Data Pipeline QA Agent

🔧

Build it yourself. This project is part of the AI Projects for Cloud Solution Architects portfolio. Full source, code, and the latest updates live in the csa-ai-projects repo on GitHub.

Your data pipeline finished. Did it produce good data? This guide builds an Azure Functions trigger that runs statistical anomaly detection on pipeline output and fires an alert when something looks wrong.

What You're Building

An Azure Function triggered by an Event Grid pipeline-completion event. The function collects run stats (row count, null rates, schema) and sends them to a Foundry agent with Code Interpreter. The agent runs Python-based anomaly detection against historical baselines, generates a QA report, and calls a function to raise an alert if anomalies exceed thresholds. Uses GPT-4.1-mini + Code Interpreter — cheap and effective for statistical work.

Prerequisites

Microsoft Foundry / Azure AI Services resource with a gpt-4.1-mini deployment (the code calls the model by this deployment name)
Azure Data Factory or Synapse pipeline (as the event source) — optional for a local demo; test_qa_locally() simulates the event without one
Azure Event Grid subscription on the pipeline completion event
Azure Storage Account for baseline stats history
Azure CLI logged in (az login) with Cognitive Services OpenAI User on the AI Services resource and Storage Blob Data Contributor on the storage account — this demo uses Entra ID auth, not keys
AZURE_OPENAI_ENDPOINT and STORAGE_ACCOUNT set in the environment (or .env)
Python 3.11+, azure-functions, openai, azure-storage-blob

pip install "openai>=1.30.0" azure-identity azure-functions \
  azure-storage-blob python-dotenv

Architecture

Data Pipeline QA architecture: ADF/Synapse pipeline → Event Grid → Azure Function → Blob Storage baselines → Foundry Agent GPT-4.1-mini with Code Interpreter → QA report and alert

Step-by-Step Build

Step 1 — Create the Event Grid subscription

# Subscribe to ADF pipeline run completion events
PIPELINE_ID=$(az datafactory pipeline list \
  --resource-group $RG \
  --factory-name $ADF_NAME \
  --query "[0].id" -o tsv)

az eventgrid event-subscription create \
  --name pipeline-qa-trigger \
  --source-resource-id /subscriptions/$SUB/resourceGroups/$RG/providers/Microsoft.DataFactory/factories/$ADF_NAME \
  --endpoint-type azurefunction \
  --endpoint /subscriptions/$SUB/resourceGroups/$RG/providers/Microsoft.Web/sites/$FUNC_APP/functions/pipeline_qa_trigger \
  --included-event-types Microsoft.DataFactory.PipelineRunCompleted

Step 2 — Azure Function definition

# function_app.py
import os
import json
import logging
from datetime import datetime, timezone
import azure.functions as func
from azure.storage.blob import BlobServiceClient
from azure.identity import DefaultAzureCredential, get_bearer_token_provider
from openai import AzureOpenAI

app = func.FunctionApp()
logger = logging.getLogger(__name__)

credential = DefaultAzureCredential()
blob_client = BlobServiceClient(
    account_url=f"https://{os.environ['STORAGE_ACCOUNT']}.blob.core.windows.net",
    credential=credential
)
# One Responses-API client drives the QA agent (Code Interpreter + function
# calling). azure-ai-projects 2.x removed the Assistants threads/runs surface;
# the Responses API replaces it and needs no separate agent registration.
client = AzureOpenAI(
    azure_endpoint=os.environ["AZURE_OPENAI_ENDPOINT"],
    azure_ad_token_provider=get_bearer_token_provider(
        credential, "https://cognitiveservices.azure.com/.default"),
    api_version="2025-04-01-preview",
)
MODEL = os.environ.get("QA_MODEL", "gpt-4.1-mini")
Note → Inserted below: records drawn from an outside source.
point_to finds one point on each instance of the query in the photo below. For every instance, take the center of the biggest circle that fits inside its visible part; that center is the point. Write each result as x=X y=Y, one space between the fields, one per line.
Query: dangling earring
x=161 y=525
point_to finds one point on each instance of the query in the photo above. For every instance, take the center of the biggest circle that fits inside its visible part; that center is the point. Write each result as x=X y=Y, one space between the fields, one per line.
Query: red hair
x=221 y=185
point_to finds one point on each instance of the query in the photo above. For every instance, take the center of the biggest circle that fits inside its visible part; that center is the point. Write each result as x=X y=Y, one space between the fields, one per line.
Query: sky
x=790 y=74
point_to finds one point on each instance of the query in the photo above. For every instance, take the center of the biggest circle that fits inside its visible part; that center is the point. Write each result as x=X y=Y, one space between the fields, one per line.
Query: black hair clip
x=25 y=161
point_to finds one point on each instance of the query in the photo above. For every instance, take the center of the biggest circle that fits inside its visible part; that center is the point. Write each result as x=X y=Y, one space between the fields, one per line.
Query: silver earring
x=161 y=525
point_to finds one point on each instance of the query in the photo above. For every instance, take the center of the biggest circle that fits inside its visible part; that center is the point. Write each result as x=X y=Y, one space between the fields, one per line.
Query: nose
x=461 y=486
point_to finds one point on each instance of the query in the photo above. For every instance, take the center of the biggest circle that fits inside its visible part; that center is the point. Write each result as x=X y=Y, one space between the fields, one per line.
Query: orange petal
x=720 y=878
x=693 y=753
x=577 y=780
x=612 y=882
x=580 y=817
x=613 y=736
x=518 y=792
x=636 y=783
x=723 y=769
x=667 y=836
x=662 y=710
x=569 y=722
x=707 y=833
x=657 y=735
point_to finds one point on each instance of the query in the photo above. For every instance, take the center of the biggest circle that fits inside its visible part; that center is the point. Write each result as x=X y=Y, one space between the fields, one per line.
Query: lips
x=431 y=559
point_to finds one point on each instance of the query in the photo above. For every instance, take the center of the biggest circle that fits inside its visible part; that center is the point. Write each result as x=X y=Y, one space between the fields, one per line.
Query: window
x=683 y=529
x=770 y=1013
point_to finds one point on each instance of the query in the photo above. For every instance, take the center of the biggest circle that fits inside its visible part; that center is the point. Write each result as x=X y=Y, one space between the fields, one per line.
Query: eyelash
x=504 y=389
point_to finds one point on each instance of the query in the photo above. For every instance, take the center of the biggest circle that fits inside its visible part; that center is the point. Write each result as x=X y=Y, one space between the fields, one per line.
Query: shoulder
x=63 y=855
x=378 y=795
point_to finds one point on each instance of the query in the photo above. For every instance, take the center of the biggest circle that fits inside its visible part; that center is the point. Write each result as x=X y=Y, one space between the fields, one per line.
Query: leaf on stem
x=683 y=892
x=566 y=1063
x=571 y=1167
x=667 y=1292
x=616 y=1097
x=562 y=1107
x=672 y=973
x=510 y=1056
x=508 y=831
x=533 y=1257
@app.event_grid_trigger(arg_name="event")
def pipeline_qa_trigger(event: func.EventGridEvent):
    """Triggered when an ADF pipeline run completes."""
    data = event.get_json()
    logger.info(f"Pipeline event: {json.dumps(data)}")

    pipeline_name = data.get("pipelineName", "unknown")
    run_id = data.get("runId", "unknown")
    status = data.get("status", "unknown")

    if status != "Succeeded":
        logger.info(f"Pipeline {pipeline_name} did not succeed (status={status}), skipping QA.")
        return

    # Collect pipeline run stats
    stats = collect_pipeline_stats(pipeline_name, run_id, data)
    logger.info(f"Stats collected: {json.dumps(stats)}")

    # Load historical baseline
    baseline = load_baseline(pipeline_name)

    # Run QA analysis — no agent registration; the Responses API takes the
    # instructions + tools on each call
    report = run_qa_analysis(pipeline_name, stats, baseline)

    # Save updated baseline
    save_baseline(pipeline_name, stats)

    # Log report
    logger.info(f"QA Report for {pipeline_name}:\n{report}")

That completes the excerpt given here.